Thursday, January 27, 2011

Criticism Of Jay Cutler Blowing Out Of Proportion

It’s amazing how the most talked about quarterback after a conference title game comes is from the losing team.

After trouncing the Seattle Seahawks in the second round of the playoffs, Jay Cutler was preparing for the biggest game of his life as the Green Bay Packers were headed into Soldier Field for the NFC Championship game.

What started out as an opportunity to reach the Super Bowl for the first time in his career ended up becoming a nightmare that the former Vanderbilt quarterback just can’t wake up from.

After one half of below-par play, Cutler would end up playing only one series in the second half and watched the rest of the game on the sideline as a spectator due to a knee injury.

It wasn’t so much getting hurt that was the problem, but what would come next. Former and current NFL players observing Cutler began shooting comments and negativity at him with the new form of bad mouthing and trash talking in the 21st century: “tweeting”.

According to the Bleacher Report, numerous messages from other NFL players began popping up on the Twitter website aimed at the Bears QB.

Asante Samuel: "If he was on my team I'd be looking at him sideways."

Maurice Jones-Drew: “All I'm saying is that he can finish the game on a hurt knee... I played the whole season on one..."

Darnell Dockett: "If I'm on chicago team jay cutler has to wait till me and the team shower get dressed and leave before he comes in the locker room! #FACT."

The situation has now even balloned to a point that the paparazzi found it necessary to film him walking around in Los Angeles with no limp or walk as if it were a scandal.

The line between playing through injuries and being tough appears to be thin according to those who spoke about Cutler not returning for the rest of the second half. There is an understanding as to why they would say such harsh words when numerous players play hurt and do whatever they can to remain on the field.

Yet, it’s hard to debate the toughness of a player who was sacked twelve more times than the quarterback who ranked second in that category. Despite taking so many shots by the opposition, Cutler only missed one game during the regular season.

So the big question in this whole fiasco: is this issue getting out of hand?

There are several reasons why the negativity circling around Cutler isn’t necessarily valid.

The first reason centers around the reaction from his teammates and those within the Bears organization. While Cutler is the QB of the team, everyone associates Chicago with LB Brian Urlacher. As he goes, so do the Bears, and when he speaks, his words usually resonate with the rest of the squad. So when he chimed in after the game about his quarterback, it’s more substantial in merit than what others tweet.

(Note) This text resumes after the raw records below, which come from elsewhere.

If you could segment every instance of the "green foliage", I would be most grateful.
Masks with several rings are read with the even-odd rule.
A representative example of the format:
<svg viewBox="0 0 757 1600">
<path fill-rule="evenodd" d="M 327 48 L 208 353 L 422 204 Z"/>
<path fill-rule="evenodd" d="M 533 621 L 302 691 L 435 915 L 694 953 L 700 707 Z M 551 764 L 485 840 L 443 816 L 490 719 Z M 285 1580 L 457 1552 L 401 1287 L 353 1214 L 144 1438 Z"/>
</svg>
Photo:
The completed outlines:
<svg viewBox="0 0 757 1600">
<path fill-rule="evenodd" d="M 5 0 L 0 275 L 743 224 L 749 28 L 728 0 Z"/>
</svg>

"Jay was hurt," the linebacker said, according to an ESPN article. "I don't question his toughness. He's tough as hell. He's one of the toughest guys on our football team. He doesn't b****. He doesn't complain when he gets hit. He goes out there and plays his a** off every Sunday. He practices every single day. So, no, we don't question his toughness."

The second part to this issue is the timing. It’s understandable to wonder about an injury when the player isn’t in the locker room getting medical attention or limping noticeably, but to publicly criticize him without any medical assessment is unfair. There should be no reason to bash someone’s durability and heart unless it was diagnosed that he wasn’t hurt or that his injury was so minor that he could have returned.

What about if he actually returned to finish out the game? Prior to the injury, he couldn’t even compile a single scoring drive. How effective could Cutler have been if he played the second half with an injured knee after playing awful at full strength? If he would have returned, third-stringer Caleb Hanie would have never orchestrated two scoring drives and the score might have not have been as close as the 21-14 score the game ended at.

Another concept to consider is the issue of jealousy. Is it possible that there may be a hint of that floating around with the tweets coming from players who weren’t playing in the game? Is it possible that they wish they could have been in the position the 27-year-old quarterback was in with a chance to win and head to the Super Bowl?

That feeling could have heated up as those who lashed out Cutler saw him sitting solemnly on the sidelines watching the game, just as they were. The big difference was that his team was playing in the game, and theirs weren’t.

Regardless of the negativity and why it’s unfair, the fact is that it is easier to kick a man while he is down. It is also extremely sad and disappointing to see all the bad feedback Cutler’s peers have poured upon him. It’s bad enough that he has to deal with losing the game that would have catapulted him into the Super Bowl.

Hopefully one day, Cutler will reach that pinnacle and vindication over all the doubters will be his.

Then, just maybe, he could finally awaken from this nightmare.